L’Union européenne (UE) risque d’être la principale victime sur le plan économique de la décision de Donald Trump de retirer son pays de l’accord de démantèlement nucléaire signé avec l’Iran en juillet 2015 (*).
Avec l’abandon par les États-Unis du Programme conjoint d’action global ou Joint Comprehensive Plan of Action (JCPOA) et dans la foulée l’imposition de ses sanctions extraterritoriales aux sociétés étrangères, ce sont les principaux bénéficiaires du retour de l’Iran sur la scène internationale qui sont touchés, à savoir l’Allemagne, l’Italie et la France.
Les fournisseurs traditionnels ont perdu du terrain
Les chiffres du commerce extérieur de biens qui nous sont fournis par la base de données GTA (groupe IHS Market) sont, à cet égard, éclairants. Certes, partis de loin en raison de l’embargo sur l’Iran appliqué avant la conclusion du JCPOA, les trois pays cités n’ont pas remplacé les trois leaders qui approvisionnent traditionnellement l’ancienne Perse, lesquels restent la Chine, numéro un, les Émirats arabes unis (EAU), numéro deux, et la Corée du Sud, numéro trois, auxquels il faut ajouter la Turquie, numéro quatre.
Il n’en reste pas moins que dans un contexte de forte hausse des importations iraniennes depuis l’accord – elles sont passées de plus de 38 milliards d’euros en 2015 à 43,3 milliards en 2017 – celles originaires de l’UE ont bondi, alors que celles en provenance des quatre leaders ont peu évolué.
Résultat logique, les fournisseurs européens ont gagné des parts de marché (PDM), les autres en ont perdu.
L’Allemagne est devenue 5e fournisseur dès 2016
De façon concrète, les importations iraniennes avec la Chine sont passées à 10,9 milliards d’euros en 2017 (9,85 milliards en 2015) et la PDM de l’ex-Empire du Milieu est tombée de 25,88 % en 2015 à 25,18 % l’an dernier.
S’agissant des EAU, de la Corée du Sud et la Turquie, leur part de marché est descendue respectivement à 14,67 %, 7,4 et 6,25 %. A eux trois, ils représentaient 12,3 milliards d’euros d’importations iraniennes. En part de marché, le trio a fortement reculé en deux ans, avec – 3,6 points de PDM pour les EAU, – 2,06 points pour la Corée du Sud, – 1,52 point pour la Turquie.

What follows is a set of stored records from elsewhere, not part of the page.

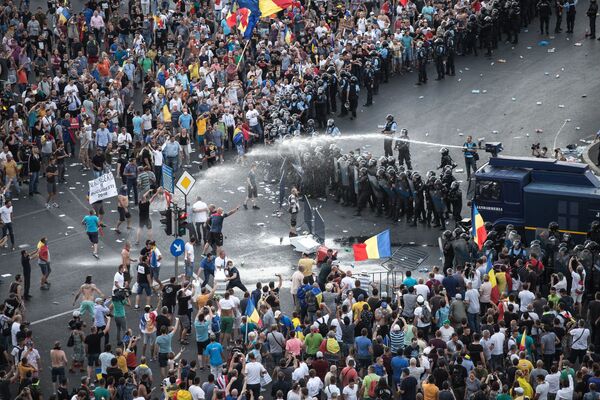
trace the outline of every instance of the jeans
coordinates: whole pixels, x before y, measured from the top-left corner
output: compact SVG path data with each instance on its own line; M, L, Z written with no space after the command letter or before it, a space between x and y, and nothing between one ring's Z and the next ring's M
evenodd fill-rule
M185 260L185 276L190 277L194 273L194 263Z
M202 244L202 241L206 242L206 224L204 222L196 222L194 223L196 228L196 240L198 243Z
M173 168L173 172L177 172L177 167L178 167L178 160L179 157L166 157L166 164Z
M10 244L12 245L12 247L15 247L15 234L13 232L12 222L8 222L2 225L2 237L5 237L7 234L10 238Z
M8 176L6 177L6 187L8 188L8 191L6 192L6 197L8 198L12 196L13 187L15 188L15 192L17 192L17 194L21 194L21 187L16 176L14 178L9 178Z
M479 314L478 313L467 313L467 321L469 327L473 332L479 332Z
M34 194L38 191L38 182L40 180L40 172L31 172L29 176L29 194Z
M201 287L204 287L206 285L209 285L212 287L211 277L212 277L212 280L215 279L215 271L209 271L209 270L205 269L204 270L204 282L202 282Z
M123 338L121 332L127 332L127 320L125 317L115 317L115 323L117 324L117 343L119 343Z
M465 157L465 168L467 170L467 180L471 179L471 169L477 171L477 161L473 157Z
M133 190L133 201L135 204L138 203L138 189L137 189L137 179L136 178L127 178L127 197L131 196L131 191Z

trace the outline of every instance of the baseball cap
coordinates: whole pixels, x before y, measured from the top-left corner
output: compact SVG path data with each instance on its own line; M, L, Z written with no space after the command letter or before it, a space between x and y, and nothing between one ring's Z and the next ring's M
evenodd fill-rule
M323 358L323 352L317 351L317 358Z
M275 311L275 318L279 318L280 315L281 315L281 311L279 311L279 310Z
M525 390L523 390L522 387L517 387L517 388L515 388L515 393L523 394L523 393L525 393Z

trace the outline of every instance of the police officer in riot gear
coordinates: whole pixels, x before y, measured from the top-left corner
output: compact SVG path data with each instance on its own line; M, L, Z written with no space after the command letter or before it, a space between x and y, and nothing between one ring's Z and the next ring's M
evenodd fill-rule
M355 216L360 216L361 211L367 206L367 201L371 194L369 177L367 176L367 168L361 167L358 171L358 199Z
M456 40L454 31L448 30L444 34L446 39L446 75L454 76L456 71L454 68L454 57L456 56Z
M486 57L492 56L492 17L489 15L483 19L481 28L479 31L481 44L487 50L485 53Z
M348 86L348 103L350 105L349 111L352 113L351 120L356 118L356 109L358 108L358 94L360 93L360 86L358 85L358 78L352 76Z
M317 98L315 99L315 116L319 129L324 128L327 123L327 96L322 87L317 89Z
M438 169L445 169L447 165L454 169L454 167L456 167L456 163L450 156L450 150L448 150L447 147L442 147L440 149L440 153L442 155L442 158L440 160L440 165L438 166Z
M450 184L450 190L448 191L448 202L452 206L452 216L454 217L454 223L458 226L458 223L462 219L460 213L462 210L462 190L457 181Z
M383 139L383 153L386 157L393 156L394 150L394 135L396 135L396 130L398 129L398 124L394 121L394 116L392 114L388 114L385 118L385 126L383 128L383 133L385 138Z
M327 128L325 129L325 133L329 136L340 136L340 129L335 125L335 121L333 118L329 118L327 120Z
M412 169L410 162L410 138L408 137L408 129L402 128L400 138L396 140L395 148L398 150L398 166L406 163L407 169Z
M365 63L364 84L365 89L367 89L367 102L364 106L370 107L373 105L373 87L375 85L375 71L373 70L370 61Z
M444 59L446 58L446 45L444 44L444 40L439 37L435 39L433 54L435 59L435 69L437 71L436 81L440 81L444 79Z
M544 28L546 35L548 35L548 29L550 29L550 16L552 15L552 5L550 0L539 0L537 3L538 14L540 15L540 34L544 34Z
M417 68L419 70L419 80L417 85L427 83L427 48L423 46L423 42L417 42Z
M413 196L414 196L414 212L412 226L417 225L417 221L424 224L427 217L425 212L425 183L418 172L412 174Z

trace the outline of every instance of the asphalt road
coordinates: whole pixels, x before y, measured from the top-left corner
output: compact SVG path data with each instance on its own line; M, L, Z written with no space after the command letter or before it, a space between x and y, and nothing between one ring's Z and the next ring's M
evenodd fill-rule
M33 2L32 8L36 5ZM359 109L357 120L338 120L344 136L340 145L345 150L363 147L381 155L382 140L375 135L361 134L379 131L377 126L383 123L388 113L396 116L400 127L409 130L411 139L434 143L411 145L414 168L422 172L439 162L440 144L460 146L467 134L475 138L485 137L486 141L501 141L504 154L509 155L528 155L534 142L550 149L572 143L583 144L580 139L590 138L598 130L596 109L600 100L600 69L597 66L600 42L584 38L586 7L587 4L578 6L576 33L557 35L549 40L548 46L538 45L542 37L535 32L536 27L530 25L529 32L521 34L517 46L512 48L502 44L492 58L481 55L459 57L455 77L436 82L433 80L435 68L430 65L427 85L415 86L415 73L393 78L391 83L381 86L373 107ZM548 52L549 49L555 50ZM474 94L473 90L479 90L479 94ZM360 99L359 104L363 100ZM536 133L536 130L542 132ZM497 133L493 133L495 131ZM462 167L460 150L452 149L451 154ZM198 179L191 198L201 194L205 201L226 209L243 201L244 168L227 163L209 172L198 173L196 167L190 172ZM93 275L99 287L108 293L119 263L119 251L127 238L126 234L118 236L107 229L101 239L100 260L92 257L80 222L88 209L84 196L91 176L79 172L78 166L69 168L68 174L68 183L59 188L61 193L57 202L60 208L47 211L40 196L34 199L21 197L15 201L15 234L19 248L32 249L42 236L50 240L52 287L49 291L38 290L39 270L34 263L34 297L27 303L26 311L26 318L32 323L34 337L46 361L49 346L54 340L66 343L66 324L73 310L73 292L85 276ZM461 177L464 178L464 174L459 174L459 179ZM44 188L43 182L41 187ZM225 222L225 249L238 265L244 262L240 268L241 276L249 285L273 280L276 272L289 277L298 258L285 238L287 216L284 214L279 218L273 214L277 208L275 191L275 187L261 185L258 201L261 210L240 210ZM321 206L320 211L327 223L327 244L341 250L345 266L351 264L347 238L372 235L388 227L395 243L425 245L424 249L429 254L426 264L437 262L437 230L422 226L408 228L404 223L390 223L371 215L360 219L348 218L353 210L331 201L316 200L316 204ZM117 220L114 199L106 201L105 208L107 224L114 226ZM137 216L134 220L137 222ZM166 278L174 272L174 259L167 254L171 239L160 231L156 216L154 227L154 236L165 255L161 275ZM131 236L129 238L131 240ZM139 248L134 249L134 252L138 251ZM0 266L2 274L6 275L5 282L12 280L15 274L21 272L18 252L2 250ZM8 284L0 285L0 294L6 296L7 292ZM128 315L130 325L137 326L137 312L128 310ZM188 350L186 356L191 359L193 354ZM73 379L72 383L75 382L76 379ZM42 386L49 393L51 385L47 368L42 373Z

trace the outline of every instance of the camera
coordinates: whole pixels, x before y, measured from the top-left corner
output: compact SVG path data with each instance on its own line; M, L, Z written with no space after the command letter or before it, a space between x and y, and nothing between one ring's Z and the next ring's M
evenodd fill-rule
M113 292L112 299L113 300L125 300L129 296L131 296L131 289L119 288L119 289L115 289L115 291Z
M539 150L540 149L540 144L539 143L534 143L531 145L531 150Z

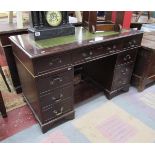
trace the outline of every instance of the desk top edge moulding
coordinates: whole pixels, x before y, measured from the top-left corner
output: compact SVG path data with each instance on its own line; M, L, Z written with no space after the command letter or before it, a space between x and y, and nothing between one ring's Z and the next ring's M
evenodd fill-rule
M73 35L35 40L32 37L33 34L29 33L11 36L10 40L17 46L20 46L23 52L33 59L138 34L143 34L143 32L138 30L125 30L122 32L108 31L93 34L83 27L75 27L75 34Z
M67 11L31 11L30 28L35 40L72 35L75 27L69 23Z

Derrière les quatre leaders, l’Allemagne a gagné la cinquième place des fournisseurs au détriment de l’Inde et la Suisse. Une position qu’elle a acquise dès 2016, soit aux lendemains de la signature du JCPOA, et renforcée en 2017.
L’an dernier, l’Italie se classait au huitième rang, la France au neuvième, les Pays-Bas au dixième. Le Royaume-Uni était onzième et, si on élargit l’examen des chiffres du commerce extérieur au Top 20 des fournisseurs, on retrouve encore en seizième et dix-septième positions deux autres membres de l’UE, la Belgique et la Suède.
La France, meilleure progression en 2017
Tous ont progressé, au premier chef l’Allemagne, dont la PDM est passée de 4,31 % à 5,83 %, soit une valeur d’importations supérieure à 2,5 milliards d’euros l’an dernier. La dernière année, le Made in Germany a connu une belle progression (+ 22,47 %). La Chine, après un creux en 2016, a redressé la barre en 2017 (+ 23,86 %). Mais s’agissant du Top 10 des fournisseurs de l’Iran, les plus performants ont été l’Italie (+ 45,43 %) et la France (+ 57,06 %).
Ainsi, la France, à la neuvième place en 2017, talonnait l’Italie. Les achats iraniens de Made in France dépassaient 1,26 milliard d’euros, ce qui représentait une part de marché de 2,92 % fin 2017, alors que ceux d’origine italienne approchaient 1,33 milliard d’euros, soit une PDM de 3,07 %.
Allemagne et France très performants début 2018
Bonne nouvelle pour la France (meilleure progression du Top 10 après la Suisse), sur les quatre premiers mois de 2018, elle a pris l’ascendant sur son voisin transalpin, avec une PDM de 3,63 %, contre 2,53 % à l’Italie. De même, l’Allemagne a supplanté la Turquie, le Made in Germany affichant une part de marché de 6,5 % et l’ancien Empire ottoman de 5,67 %.
Deux secteurs principaux sont à la base du succès de l’Allemagne, de l’Italie et la France : la mécanique et la pharmacie. Le retrait, éventuel, sous la pression américaine, des Européens devrait alors profiter directement à leurs concurrents, en particulier à la Chine, la Corée du Sud et la Turquie dans la mécanique.